5 marzo
Beato Lazzaro Shantoja
Sacerdote e martire
Aggiornato il 15 settembre 2026
La giovinezza e i primi anni di sacerdozio
Lazër Shantoja è nato a Scutari, in Albania, il due settembre 1892. Ha maturato la vocazione al sacerdozio ispirandosi all'esempio di uno zio e ha svolto i primi studi nel Seminario della sua città natale, diretto dai padri Gesuiti. In seguito ha proseguito il proprio percorso formativo a Innsbruck, in Austria, apprendendo la lingua tedesca. Dotato di carattere vivace e curioso, ha seguito attentamente le vicende del popolo albanese intese a liberarsi dal dominio dell'Impero Ottomano. Parallelamente agli studi religiosi, ha studiato pianoforte e ha iniziato a cimentarsi nelle prime composizioni letterarie. Nel 1920 è stato ordinato sacerdote e, subito dopo l'ordinazione, è rientrato in Albania dove è stato nominato parroco di Sheldija, un centro montano situato a est di Scutari. Una volta insediatosi a Sheldija, si è fatto trasportare il proprio pianoforte a dorso d'asino, fatto che gli è valso il soprannome di il parroco col piano. Ha avviato il ministero pastorale venendo stimato dai parrocchiani per le sue doti naturali di guida spirituale e umana.

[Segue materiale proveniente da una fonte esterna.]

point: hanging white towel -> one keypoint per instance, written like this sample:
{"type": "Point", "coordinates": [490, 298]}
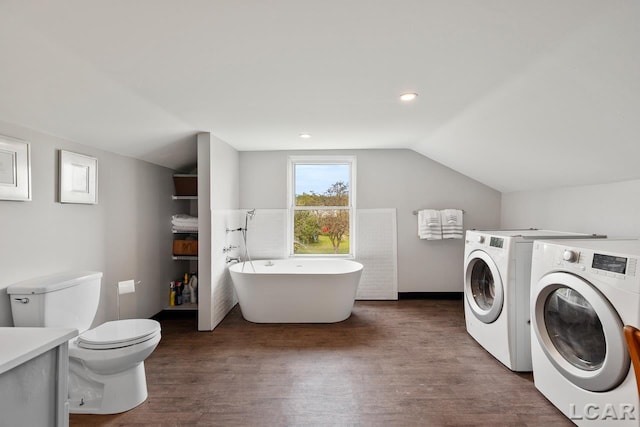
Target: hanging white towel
{"type": "Point", "coordinates": [429, 224]}
{"type": "Point", "coordinates": [452, 227]}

Nel 1924, mentre l'Albania indipendente era coinvolta in conflitti con le nazioni confinanti, il nuovo arcivescovo di Scutari, monsignor Lazër Mjeda, lo ha scelto come proprio segretario. Egli ha accettato l'incarico per obbedienza, mentre i suoi parrocchiani di Sheldija si sono opposti inizialmente alla sua partenza. I parrocchiani hanno ceduto solo dopo aver compreso l'impossibilità di contrastare la decisione dell'autorità vescovile. I fedeli lo hanno quindi accompagnato amareggiati alla nuova sede, insieme all'asino che trasportava il pianoforte, i libri e gli spartiti musicali. La sera, durante il tempo libero dai doveri d'ufficio, don Lazër suonava il pianoforte, attirando molti passanti che si radunavano sotto le finestre del palazzo arcivescovile per ascoltarlo. Oltre ad assistere il vescovo, il suo compito principale era promuovere iniziative dirette a parificare l'Albania alle altre nazioni europee. Ha collaborato attivamente alla redazione del quotidiano Ora e maleve, vale a dire La Difesa delle Montagne, che era l'organo ufficiale della Democrazia Cristiana albanese. Il quotidiano ha raggiunto una diffusione ampia, superando i confini del partito, dell'ambiente cattolico e del contesto nazionale. I suoi articoli, caratterizzati da uno stile arguto e polemico, gli hanno procurato il rispetto degli avversari politici per la qualità delle argomentazioni trattate.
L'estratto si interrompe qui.